On the terrace garden above my office,
I drank coffee & smoked a long cigarette
as something unnameable loosened its grip on my neck.
I remember thinking then, This cannot be
the worst of my days, but mostly I remember
myself in some variation of afraid.

Why, I can’t tell.
I had a job, an apartment,
& a woman who claimed to be in love with me
less & less each day. The city’s gray tongue
licked the windows of our room & I knew
they would come for us soon,
that one of us would be called first
to initiate the slaughter, then later
led into a dim corridor to watch
through a one-way mirror the other
slipping on entrails, trying to clamber out of it.
At the parties, I got drunk & cursed everyone.
At home, I smoked anything the women
from the university brought me.
I wrote poems that went on for years into my sleep.

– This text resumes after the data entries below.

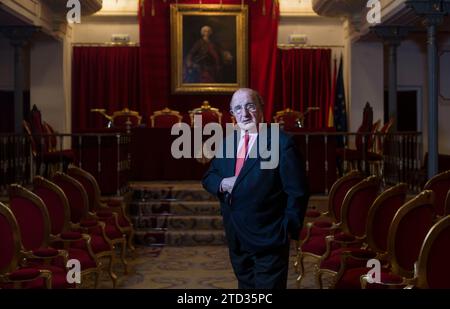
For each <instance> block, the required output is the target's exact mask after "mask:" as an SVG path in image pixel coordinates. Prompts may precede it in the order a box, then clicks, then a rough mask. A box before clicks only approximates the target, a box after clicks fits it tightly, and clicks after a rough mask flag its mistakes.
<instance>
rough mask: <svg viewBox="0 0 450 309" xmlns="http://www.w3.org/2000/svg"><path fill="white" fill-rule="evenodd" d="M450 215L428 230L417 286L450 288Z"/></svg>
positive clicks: (417, 266)
mask: <svg viewBox="0 0 450 309" xmlns="http://www.w3.org/2000/svg"><path fill="white" fill-rule="evenodd" d="M449 244H450V216H446V217H444V218H442V219H440V220H439V221H438V222H437V223H436V224H435V225H433V227H432V228H431V229H430V231H429V232H428V234H427V236H426V237H425V240H424V242H423V244H422V248H421V249H420V254H419V261H418V262H417V274H416V277H417V282H416V286H417V287H418V288H423V289H450V280H449V278H450V264H449V261H450V246H449Z"/></svg>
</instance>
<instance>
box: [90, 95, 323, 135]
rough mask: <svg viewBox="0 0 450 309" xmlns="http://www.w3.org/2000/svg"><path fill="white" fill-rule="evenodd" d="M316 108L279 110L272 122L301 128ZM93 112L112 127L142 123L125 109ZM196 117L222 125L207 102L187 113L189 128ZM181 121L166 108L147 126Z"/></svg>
mask: <svg viewBox="0 0 450 309" xmlns="http://www.w3.org/2000/svg"><path fill="white" fill-rule="evenodd" d="M318 109H319V108H318V107H310V108H308V109H307V110H306V112H305V113H302V112H299V111H295V110H293V109H290V108H286V109H284V110H281V111H279V112H277V113H276V114H275V116H274V117H273V121H274V122H276V123H280V125H282V126H283V128H284V129H287V130H288V129H294V128H302V127H303V126H304V120H305V116H306V115H307V114H308V113H309V112H310V111H314V110H318ZM91 111H93V112H99V113H100V114H102V115H103V116H104V117H105V118H107V119H108V120H109V121H111V123H112V125H113V126H114V127H119V128H126V125H127V123H128V125H129V126H130V127H137V126H139V125H140V124H141V122H142V116H141V115H139V113H138V112H137V111H131V110H129V109H128V108H125V109H123V110H121V111H116V112H114V113H113V114H112V115H111V116H109V115H107V114H106V112H105V110H104V109H92V110H91ZM196 115H201V116H202V124H203V125H205V124H207V123H210V122H216V123H222V118H223V114H222V113H221V112H220V111H219V109H218V108H214V107H212V106H211V105H210V104H209V102H208V101H204V102H203V103H202V105H201V106H200V107H198V108H194V109H193V110H190V111H189V119H190V122H191V126H194V117H195V116H196ZM182 120H183V116H182V115H181V113H180V112H179V111H176V110H172V109H170V108H168V107H166V108H164V109H162V110H158V111H155V112H154V113H153V114H152V115H151V116H150V117H149V126H150V127H152V128H171V127H172V126H173V125H174V124H176V123H180V122H182ZM231 122H232V123H236V121H235V119H234V117H233V116H231Z"/></svg>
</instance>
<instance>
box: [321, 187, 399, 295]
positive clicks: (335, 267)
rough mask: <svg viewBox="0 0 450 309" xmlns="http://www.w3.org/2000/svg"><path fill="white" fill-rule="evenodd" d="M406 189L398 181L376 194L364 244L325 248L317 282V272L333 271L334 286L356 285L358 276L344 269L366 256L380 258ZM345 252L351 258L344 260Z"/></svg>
mask: <svg viewBox="0 0 450 309" xmlns="http://www.w3.org/2000/svg"><path fill="white" fill-rule="evenodd" d="M407 190H408V186H407V185H406V184H404V183H401V184H398V185H396V186H394V187H391V188H389V189H387V190H385V191H384V192H383V193H382V194H381V195H380V196H378V197H377V199H376V200H375V201H374V202H373V204H372V206H371V207H370V209H369V213H368V215H367V223H366V232H365V235H364V236H363V237H361V241H364V244H363V245H362V246H360V247H353V248H345V249H342V248H339V249H336V250H332V251H330V252H327V253H326V254H325V255H324V256H323V257H322V259H321V264H320V266H319V269H318V270H317V273H316V275H317V280H318V282H319V286H321V285H322V281H321V279H322V278H321V274H322V273H325V272H327V273H330V274H332V275H335V278H334V280H333V286H334V287H335V288H346V289H348V288H357V289H358V288H360V282H359V278H357V279H358V280H353V281H352V280H351V279H353V278H352V277H350V278H348V277H346V274H347V271H348V270H349V269H351V268H355V267H363V266H364V267H365V265H366V263H367V260H369V259H371V258H377V259H379V260H383V259H384V256H385V255H386V252H387V236H388V231H389V226H390V224H391V222H392V220H393V219H394V215H395V213H396V212H397V210H398V209H399V208H400V207H401V206H402V205H403V204H404V202H405V199H406V192H407ZM344 225H345V224H344ZM330 247H331V246H330ZM347 255H353V256H354V257H355V258H353V259H349V260H348V261H347V260H345V259H346V256H347ZM344 256H345V257H344ZM357 257H358V258H357ZM343 260H345V262H344V263H342V261H343Z"/></svg>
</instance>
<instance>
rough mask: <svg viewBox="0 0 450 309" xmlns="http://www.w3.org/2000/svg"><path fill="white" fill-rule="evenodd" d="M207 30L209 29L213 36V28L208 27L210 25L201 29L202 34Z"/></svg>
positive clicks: (203, 26) (208, 26) (200, 33)
mask: <svg viewBox="0 0 450 309" xmlns="http://www.w3.org/2000/svg"><path fill="white" fill-rule="evenodd" d="M206 29H209V31H210V32H211V34H213V31H212V28H211V27H210V26H208V25H205V26H203V27H202V28H201V29H200V34H201V35H203V32H204V31H205V30H206Z"/></svg>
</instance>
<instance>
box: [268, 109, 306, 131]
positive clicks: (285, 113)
mask: <svg viewBox="0 0 450 309" xmlns="http://www.w3.org/2000/svg"><path fill="white" fill-rule="evenodd" d="M303 120H304V117H303V113H302V112H299V111H295V110H293V109H290V108H286V109H284V110H281V111H278V112H276V114H275V116H274V117H273V121H274V122H275V123H279V124H280V126H281V127H282V128H283V129H284V130H292V129H296V128H303Z"/></svg>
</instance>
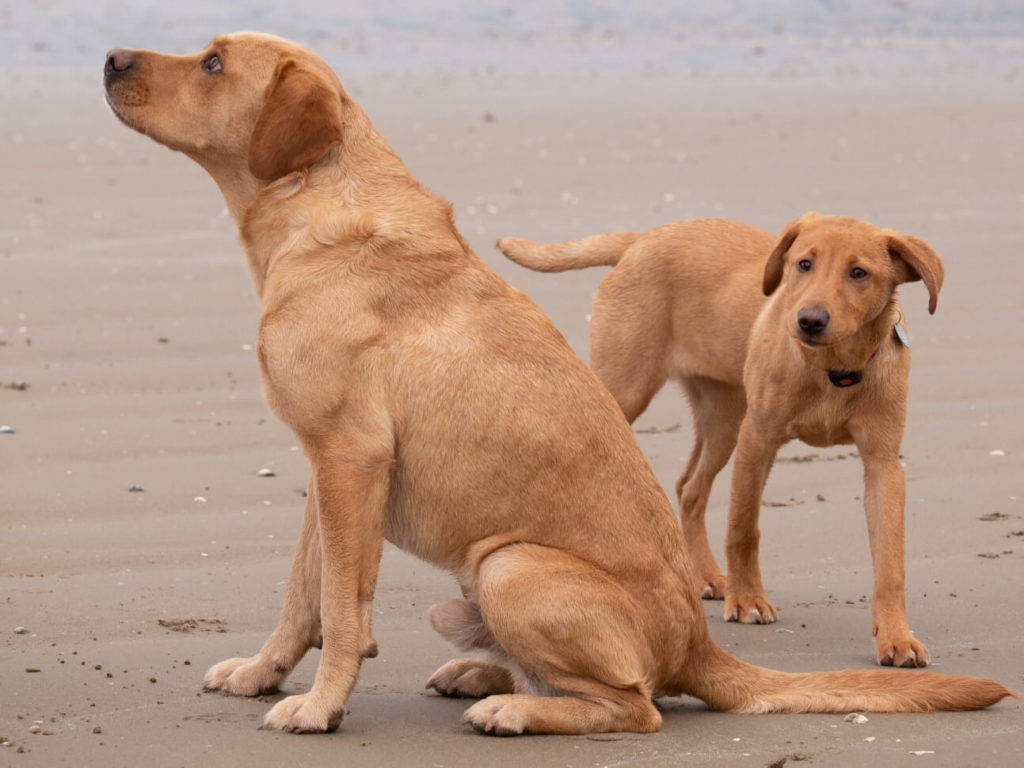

When we finally parted, the city shrank
down to the few bars, her dentist, the hospital
she drove me to where they treated
the third-degree burns from the hot oil
that jumped out of a pan one night
to grab the back of my hand.
The billboards outside the malls looked
vulgar, like my scarred hand in the yellow
light that fell on the pavement. But always
that serious joy in the drunken body
stammering home in the dark.
In the daylight I felt dizzy with fear
of running into her. This vast city
open to invaders & vagrants for centuries
now small for two.

A few things became clear to me then.
The body itself has no use for hope.
It hardens in grief to live beyond hope.
And the only real use of narrative is to cheat
that ancient urge inside us, pale animal
with its face resembling the inside of our death
masks, its long unheeded, persistent murmur
clearing into a deafening verdict: Leave.